Stitch the successful shot clips in the confirmed order with ffmpeg. First probe ffmpeg: command -v ffmpeg. If missing, stop and report — do not fake a file. Include only the stage-4-kept clips (the confirmed values.order); if none were kept, skip composition and report. Build the concat list with single-quote escaping (each clip line is file '<path>', with any ' in the path written as '\''). Prefer stream-copy (clips from the same provider share codec/params); only if concat-copy fails with a codec/params mismatch, retry with a re-encode:
```
: > .puffer/media/drama/<id>/concat.txt
# append one line per SUCCEEDED clip, in order (escape single quotes):
printf "file '%s'\n" "<clip path, ' -> '\\''>" >> .puffer/media/drama/<id>/concat.txt
# primary: fast, no re-encode
ffmpeg -f concat -safe 0 -i .puffer/media/drama/<id>/concat.txt \
  -c copy .puffer/media/drama/<id>/final.mp4
# fallback only if the copy fails on mismatched streams:
ffmpeg -f concat -safe 0 -i .puffer/media/drama/<id>/concat.txt \
  -c:v libx264 -pix_fmt yuv420p .puffer/media/drama/<id>/final.mp4
```
If some shots failed but others composed, report it as a partial drama and list the missing shot ids.

Manifest (your working ledger — keep it simple)
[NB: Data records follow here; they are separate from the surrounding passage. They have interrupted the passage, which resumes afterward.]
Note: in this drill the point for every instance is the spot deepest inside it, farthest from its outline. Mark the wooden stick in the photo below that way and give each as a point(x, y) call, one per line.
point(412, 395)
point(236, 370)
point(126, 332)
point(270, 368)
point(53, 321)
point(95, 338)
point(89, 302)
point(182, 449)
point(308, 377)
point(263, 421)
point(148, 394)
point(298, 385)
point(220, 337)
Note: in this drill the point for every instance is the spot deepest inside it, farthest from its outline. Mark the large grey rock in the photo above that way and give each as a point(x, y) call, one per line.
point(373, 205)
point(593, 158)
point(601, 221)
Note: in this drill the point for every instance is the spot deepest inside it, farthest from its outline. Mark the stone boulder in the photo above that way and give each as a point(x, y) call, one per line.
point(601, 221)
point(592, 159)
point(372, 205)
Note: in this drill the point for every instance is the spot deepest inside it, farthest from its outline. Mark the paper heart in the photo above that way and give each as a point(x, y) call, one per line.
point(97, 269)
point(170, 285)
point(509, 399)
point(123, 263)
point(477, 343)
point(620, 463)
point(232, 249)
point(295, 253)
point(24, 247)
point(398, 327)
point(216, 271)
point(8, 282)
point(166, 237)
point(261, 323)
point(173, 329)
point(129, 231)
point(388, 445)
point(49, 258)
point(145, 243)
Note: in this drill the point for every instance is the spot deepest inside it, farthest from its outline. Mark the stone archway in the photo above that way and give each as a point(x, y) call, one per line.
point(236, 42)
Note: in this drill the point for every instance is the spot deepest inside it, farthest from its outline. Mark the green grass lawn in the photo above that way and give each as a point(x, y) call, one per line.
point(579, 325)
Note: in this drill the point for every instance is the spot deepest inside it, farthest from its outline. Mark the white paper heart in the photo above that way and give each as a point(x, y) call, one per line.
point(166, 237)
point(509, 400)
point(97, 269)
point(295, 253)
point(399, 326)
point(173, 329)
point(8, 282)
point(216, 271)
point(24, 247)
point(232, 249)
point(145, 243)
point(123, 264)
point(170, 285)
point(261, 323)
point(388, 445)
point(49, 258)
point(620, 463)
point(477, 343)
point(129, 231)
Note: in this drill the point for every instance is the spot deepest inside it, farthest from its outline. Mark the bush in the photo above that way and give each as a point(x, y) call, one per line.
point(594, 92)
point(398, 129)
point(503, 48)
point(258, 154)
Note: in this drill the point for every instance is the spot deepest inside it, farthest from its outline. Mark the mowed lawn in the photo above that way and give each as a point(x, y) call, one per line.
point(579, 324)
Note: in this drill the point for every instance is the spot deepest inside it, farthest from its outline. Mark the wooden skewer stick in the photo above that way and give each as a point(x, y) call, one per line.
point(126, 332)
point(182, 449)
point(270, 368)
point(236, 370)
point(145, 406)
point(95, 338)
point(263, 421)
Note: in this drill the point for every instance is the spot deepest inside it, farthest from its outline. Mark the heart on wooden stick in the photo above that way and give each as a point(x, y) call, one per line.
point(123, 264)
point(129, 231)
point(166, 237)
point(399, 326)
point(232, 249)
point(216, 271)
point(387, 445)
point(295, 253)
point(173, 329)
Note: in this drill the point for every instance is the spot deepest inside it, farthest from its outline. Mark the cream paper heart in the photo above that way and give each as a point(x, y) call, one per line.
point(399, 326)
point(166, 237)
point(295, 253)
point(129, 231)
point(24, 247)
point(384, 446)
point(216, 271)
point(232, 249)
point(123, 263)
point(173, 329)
Maintain .puffer/media/drama/<id>/manifest.json as you go. It is a plain ordered list, not a schema'd artifact:

{
  "id": "<id>",
  "shots": [
    { "shotId": "shot-001", "status": "succeeded", "prompt": "...", "imageReferences": ["https://..."], "videoArtifactId": "...", "videoPath": ".puffer/media/videos/<aid>/..." }
  ],
  "final": ".puffer/media/drama/<id>/final.mp4"
}

Failure contracts (never paper over)

If a kind has no connected provider, the Stage 0 node shows an in-place "connect a provider in Settings" prompt and that model stays empty; on read-back, stop and tell the user to connect a provider for that kind in Settings — never fall back to text-to-video or to config defaults.
If imgModel or vidModel is empty on read-back, stop and report that both image and video models must be selected before continuing.
Never pass --aspect to imagegen; squareness comes only from the prompt's square clause. This sidesteps "axis ratio value not allowed" / "ratio not mapped" rejections on models that only support their own default ratio. If an image still comes back slightly non-square, that is acceptable for a reference frame — do not retry with a ratio flag.
A parallel media batch (Stage 3 images or Stage 4 videos) raises the media approval once for the whole turn. Choose Always allow when first prompted so later chunks run with no further prompt; "Approve once" only covers the current turn, so each chunk re-prompts. A trailing chunk of a single call uses the normal single-command path and may prompt on its own unless Always allow was chosen — this is expected, not an error.
Do not advance any gated stage on draft values — wait for the stage's confirmation to be read back first.
If CanvasState returns no value for a gated stage (the user did not submit), report "no confirmation received" and stop; do not fall back to the draft.
In a non-desktop environment (no Canvas / no inline submit), degrade to text-based per-stage confirmation — including provider/model — and say so plainly; do not skip the confirmation.
If a chosen video provider is Relaydance (prompt-only) and the user wants image references, report that the configured provider does not support image references.
If ffmpeg is unavailable or composition fails, report it plainly and keep the per-shot clips; do not claim a composed drama was produced.
Report final-video success only when final.mp4 actually exists; a missing final video can still leave useful per-shot clips — say so rather than implying success.
Do not hand-author placeholder media (SVG, stills, stub mp4) and present it as generated output.